My php files are not being listed

Atif-Uchiha · July 5, 2023, 6:05pm

Website URL: https://ifar.ml/tmp/Idontknow/

Error Message:

403 Forbidden

Information:

In my website I have a php file called “hello.php” but it is not being listed in the directory listing,
Doesn’t matter whatever name I rename it or create a new php file it’s still not showing there,
What should I do?

hello.php

<?php echo "hello"; ?>

This is the code of my “hello.php” file which is just an echo

Greenreader9 · July 5, 2023, 6:19pm

Welcome

Try uploading it again? Are you getting any errors when uploading?

Also, I highly recommend that you secure your database, its quite vulnerable right now:

Oxy · July 5, 2023, 7:28pm

Do you have any .htaccess file which has something to do with the php extension or something similar?

because when I type anything which ends with .php extension leads to 403

e.g. 403 https://ifar.ml/tmp/Idontknow/dummy.php

vs good 404
https://ifar.ml/tmp/Idontknow/dummy.html
https://ifar.ml/tmp/Idontknow/dummy.css

Atif-Uchiha · July 6, 2023, 3:48am

Thanks for the help, the database project was just an test experiment

Atif-Uchiha · July 6, 2023, 3:53am

Happy to hear and I’m glad you liked the 404 page,

The answer to your question is, no I don’t have any .htaccess file please provide some assistance why this this happening and how do I fix it

Atif-Uchiha · July 6, 2023, 4:46am

Hey, Can You Please Provide Some Information

I want to know that how u injected your own php code in the “index.php” file and even when I’m opening the file from a FTP surprisingly your code is not there

SpookyKipper · July 6, 2023, 7:47am

I kinda of did the same thing, but on the insert page, and I can confirm your database is in fact vulnerable.

You should first check if the user input contains characters like "',;, and many more, before running your SQL query. (Search Google how to prevent SQL Injection)

For the code, I’m not teaching others how to hack here. (Can I PM the user?
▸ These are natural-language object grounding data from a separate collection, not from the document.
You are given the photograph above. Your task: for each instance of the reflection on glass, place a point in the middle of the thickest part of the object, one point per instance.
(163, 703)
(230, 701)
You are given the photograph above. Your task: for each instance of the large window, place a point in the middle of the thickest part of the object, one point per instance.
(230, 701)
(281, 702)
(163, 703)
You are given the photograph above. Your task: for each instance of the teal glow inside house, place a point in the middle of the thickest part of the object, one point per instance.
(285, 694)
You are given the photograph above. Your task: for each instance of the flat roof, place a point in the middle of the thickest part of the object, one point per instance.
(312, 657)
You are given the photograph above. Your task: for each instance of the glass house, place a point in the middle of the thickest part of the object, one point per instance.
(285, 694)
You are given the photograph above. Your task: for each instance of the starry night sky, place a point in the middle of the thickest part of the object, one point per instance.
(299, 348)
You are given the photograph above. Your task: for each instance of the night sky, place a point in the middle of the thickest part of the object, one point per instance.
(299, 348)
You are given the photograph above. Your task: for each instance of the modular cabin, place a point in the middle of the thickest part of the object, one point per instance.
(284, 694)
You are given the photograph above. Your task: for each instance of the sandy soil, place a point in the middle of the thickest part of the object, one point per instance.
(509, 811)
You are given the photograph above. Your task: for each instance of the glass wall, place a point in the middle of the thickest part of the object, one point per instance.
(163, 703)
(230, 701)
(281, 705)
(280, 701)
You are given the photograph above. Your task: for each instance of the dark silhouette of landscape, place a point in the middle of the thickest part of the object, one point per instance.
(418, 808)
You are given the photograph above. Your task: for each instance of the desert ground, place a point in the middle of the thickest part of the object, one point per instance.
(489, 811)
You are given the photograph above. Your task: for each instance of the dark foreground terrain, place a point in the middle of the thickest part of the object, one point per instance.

Is that allowed?)

anon42008019 · July 6, 2023, 8:47am

As it should not be.
The vulnerability is not the file modification type, the exploit could be stored in your database, might want to check the table which is responsibe for storing student info.
I heavily recommend learning about the top ten vulnerabilities listed by OWASP. XSS, CSRF and MySQL injection etc.

Greenreader9 · July 6, 2023, 2:02pm

I Dident. That was JavaScript. But it would probably work with PHP as well (Which is even worse). I wanted to prove it is broken and vulnerable without actually breaking anything.

Because it’s in the database, not in the files. However, I could modify those files if I actually injected PHP.

Um, why not just escape / encode everything non-alphanumeric? That’s quite the bit easier in my opinion.

And I heavily second that

system · July 13, 2023, 2:02pm

This topic was automatically closed 7 days after the last reply. New replies are no longer allowed.